What is artificial intelligence, asks Niklas Kuhl, head of the Applied AI Lab, Karlsruhe Institute of Technology/IBM. He continues: “To answer that question, you need to ask, what is intelligence? One possible definition is the ability to perceive information, to retain it as knowledge and to apply it towards adaptive behaviours within an environment. This applies to synthetic and human intelligence. There are different tests for intelligence. You can plot a graph and arrange living beings from goldfish to mouse, dog, whale, monkey, human. This is the biological range of intelligence which we can observe on the planet.

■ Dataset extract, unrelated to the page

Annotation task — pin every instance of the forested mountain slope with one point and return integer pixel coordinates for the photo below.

“The first definition of AI is weak AI. It is good at one particular thing: playing Go, playing chess, predicting whether a part in your production will be faulty, but it is no good at anything else. The next level of AI is Strong AI. That is an artificial agent which is as intelligent as a human in all areas: this includes social skills, creativity, wisdom, knowledge. In the scale of human intelligence, just as much has a human. Then we have a range of what we call artificial superintelligence, ranging from just a bit smarter than the average human on the planet up to that of many planets combined. Artificial superintelligence is much smarter than the average human brain at every field, including scientific creativity, wisdom and social skills.”

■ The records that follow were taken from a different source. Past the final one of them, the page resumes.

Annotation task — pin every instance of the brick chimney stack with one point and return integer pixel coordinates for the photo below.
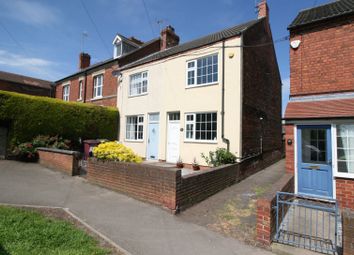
(168, 38)
(84, 60)
(263, 10)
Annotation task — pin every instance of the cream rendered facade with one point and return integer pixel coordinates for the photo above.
(167, 92)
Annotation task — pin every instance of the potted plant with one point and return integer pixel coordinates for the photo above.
(179, 163)
(195, 165)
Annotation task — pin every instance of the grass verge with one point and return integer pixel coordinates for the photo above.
(28, 232)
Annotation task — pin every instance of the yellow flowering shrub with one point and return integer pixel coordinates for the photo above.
(115, 151)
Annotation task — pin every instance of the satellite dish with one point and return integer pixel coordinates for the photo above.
(295, 44)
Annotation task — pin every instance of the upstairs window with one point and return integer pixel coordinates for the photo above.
(201, 126)
(202, 71)
(138, 84)
(80, 90)
(66, 92)
(97, 86)
(135, 128)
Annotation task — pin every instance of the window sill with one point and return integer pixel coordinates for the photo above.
(133, 141)
(201, 142)
(201, 85)
(140, 95)
(344, 176)
(97, 98)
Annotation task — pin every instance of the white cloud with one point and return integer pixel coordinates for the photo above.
(38, 67)
(29, 12)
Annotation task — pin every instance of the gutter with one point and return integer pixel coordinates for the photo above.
(225, 140)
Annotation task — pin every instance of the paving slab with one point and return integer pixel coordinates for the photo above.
(138, 227)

AI is not a new term, points out Dr. Johannes Kunze von Bischhoffshausen, director of digital transformation at Trelleborg. He says: “With the rise of computers, there was early excitement about whether computers could mimic humans. Even in the 1950s, one of the computer science pioneers Alan Turing came up with the idea that there must be a test to see if AI is smart enough when a human cannot distinguish between human and computer: a kind of chat bot. But then computing power was very limited, so it was a lot of work to program these chatbots.
“So in the 1970s-80s they went in a different direction: the research area of machine learning. In general, that means computers learn from the data itself instead of being explicitly programmed. That was a powerful approach, because then the effort to train systems – at the time people were talking about expert systems – was much less because computers were able to learn themselves. But in the 80s and 90s data wasn’t there in the amounts that we have today with the rise of the internet, and of course computing power wasn’t there either. Only with the rise of distributed computing, or as we call it today, the internet of things, and much more computing power we see a specific area booming which is called deep learning – autonomous driving can rely on them and only then do we see artificial intelligence exploding.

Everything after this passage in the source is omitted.